Dass Fahrräder von privater Seite direkt dort oder bei der Stadt Hückelhoven abgegeben werden, ist kein Novum, wie Simone Jansen berichtete. Bereits seit vielen Jahren arbeite die Stadt mit der Jugendwerkstatt zusammen, erklärte Hans-Josef Schmitz, Leiter des Sozialamtes. Über Simone Jansen habe er erfahren, wie motiviert und kreativ die Jugendlichen seien, wenn sie Spielgeräte und Dinge des täglichen Gebrauchs reparieren könnten.

Die Jugendwerkstatt ist nach Angaben der Caritas die einzige Einrichtung im Kreis Heinsberg, die nach dem Landesjugendplan „Sozialpädagogische Hilfe für junge Menschen im Übergang von der Schule zum Beruf“ gefördert wird und 16 Teilnehmern als offene und freiwillige Maßnahme in der Metallwerkstatt oder Hauswirtschaft in einem Jahr die Möglichkeit bietet, in Theorie und Praxis allgemeine, berufs- und arbeitsbezogene Schlüsselkompetenzen zu erwerben.

„Deshalb haben wir gemeinsam begonnen, Fahrräder zu reparieren“, so Schmitz.
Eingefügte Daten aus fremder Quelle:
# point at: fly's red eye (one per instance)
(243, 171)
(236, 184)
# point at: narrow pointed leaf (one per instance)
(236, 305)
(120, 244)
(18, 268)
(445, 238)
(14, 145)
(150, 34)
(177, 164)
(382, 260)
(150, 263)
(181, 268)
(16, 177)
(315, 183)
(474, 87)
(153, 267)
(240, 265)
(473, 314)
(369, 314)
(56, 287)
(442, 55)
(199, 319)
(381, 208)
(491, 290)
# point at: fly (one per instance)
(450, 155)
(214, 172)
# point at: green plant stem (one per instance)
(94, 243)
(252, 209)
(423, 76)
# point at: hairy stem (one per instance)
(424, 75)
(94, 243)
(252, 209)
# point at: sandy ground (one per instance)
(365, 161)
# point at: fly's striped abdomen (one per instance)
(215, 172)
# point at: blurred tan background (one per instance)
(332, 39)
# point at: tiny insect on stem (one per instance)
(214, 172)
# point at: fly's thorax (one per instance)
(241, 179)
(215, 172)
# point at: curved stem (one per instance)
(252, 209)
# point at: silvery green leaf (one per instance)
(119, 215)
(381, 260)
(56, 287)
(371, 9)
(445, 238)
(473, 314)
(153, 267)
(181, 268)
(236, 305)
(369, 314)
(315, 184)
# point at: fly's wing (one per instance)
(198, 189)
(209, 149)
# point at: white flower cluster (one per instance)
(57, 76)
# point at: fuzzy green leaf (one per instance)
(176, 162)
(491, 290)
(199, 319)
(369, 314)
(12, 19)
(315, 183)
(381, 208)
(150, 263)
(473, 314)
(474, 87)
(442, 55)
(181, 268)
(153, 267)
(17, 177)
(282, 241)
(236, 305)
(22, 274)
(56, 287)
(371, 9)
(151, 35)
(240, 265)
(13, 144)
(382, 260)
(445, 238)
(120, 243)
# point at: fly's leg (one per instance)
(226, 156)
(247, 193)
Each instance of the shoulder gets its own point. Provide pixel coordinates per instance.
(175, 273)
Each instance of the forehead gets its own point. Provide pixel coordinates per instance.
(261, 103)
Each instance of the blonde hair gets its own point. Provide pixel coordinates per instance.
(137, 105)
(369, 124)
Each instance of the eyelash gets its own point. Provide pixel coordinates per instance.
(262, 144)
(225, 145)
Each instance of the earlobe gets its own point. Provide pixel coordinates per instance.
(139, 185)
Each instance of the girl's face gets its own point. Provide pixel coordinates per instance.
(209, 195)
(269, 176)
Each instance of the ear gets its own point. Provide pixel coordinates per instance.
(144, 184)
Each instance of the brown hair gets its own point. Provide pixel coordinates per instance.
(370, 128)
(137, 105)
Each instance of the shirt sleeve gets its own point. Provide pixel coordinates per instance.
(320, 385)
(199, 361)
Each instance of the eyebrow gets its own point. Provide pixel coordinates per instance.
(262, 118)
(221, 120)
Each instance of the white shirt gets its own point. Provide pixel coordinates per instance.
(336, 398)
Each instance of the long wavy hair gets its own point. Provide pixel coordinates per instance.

Ein Mitarbeiter des Bauhofs sei zuständig für das Bringen und das Holen. Denn die Fahrräder würden Asylbewerbern und Flüchtlingen geschenkt. „Wir versuchen, allen diesen jungen Männer eine Arbeit zu vermitteln. Um zu den Arbeitsplätzen zu gelangen, brauchen sie oft ein Fahrrad.“ Zudem wolle man zeigen, dass sie als Asylanten und Flüchtlinge in der Stadt willkommen sind.

In diesem Jahr haben die Jugendlichen der Jugendwerkstatt bereits mehr als 30 Fahrräder repariert. „Mittlerweile können sie alle einen Mantel wechseln und haben gelernt, ein Fahrrad wieder verkehrstüchtig herzurichten“, ergänzte Simone Jansen.

Aufruf zur Hilfe

Für die Instandsetzung eines Fahrrads zahle die Stadt der Jugendwerkstatt eine Pauschale von 30 Euro für die Materialkosten, so Hans-Josef Schmitz. Vor einiger Zeit sei in einem Hilfeaufruf darum gebeten worden, weiter Fahrräder für die Asylbewerber und Flüchtlinge zu spenden, so Hans-Josef Schmitz. Ihn freue es, dass die Bereitschaft in der Bevölkerung, Fahrräder zur Verfügung zu stellen, bisher so groß gewesen sei. „Dafür bin ich den Bürgern sehr dankbar. Ich habe nicht erwartet, dass so viele so offen sind und helfen wollen“, so Schmitz.

Die gesamte Aktion sei eine „Win-win-Situation“. Die Bürger wüssten ihre alten Fahrräder gut aufgehoben, die Asylanten und Flüchtlinge hätten einen fahrbaren Untersatz, und die Jugendlichen der Jugendwerkstatt würden erfahren, dass ihre Arbeit wertgeschätzt werde. Deshalb habe die Stadt an die Jugendwerkstatt zwei weitere Aufträge vergeben. Die Jugendlichen sollen Fahrradständer und Mülleimer für die Stadt bauen.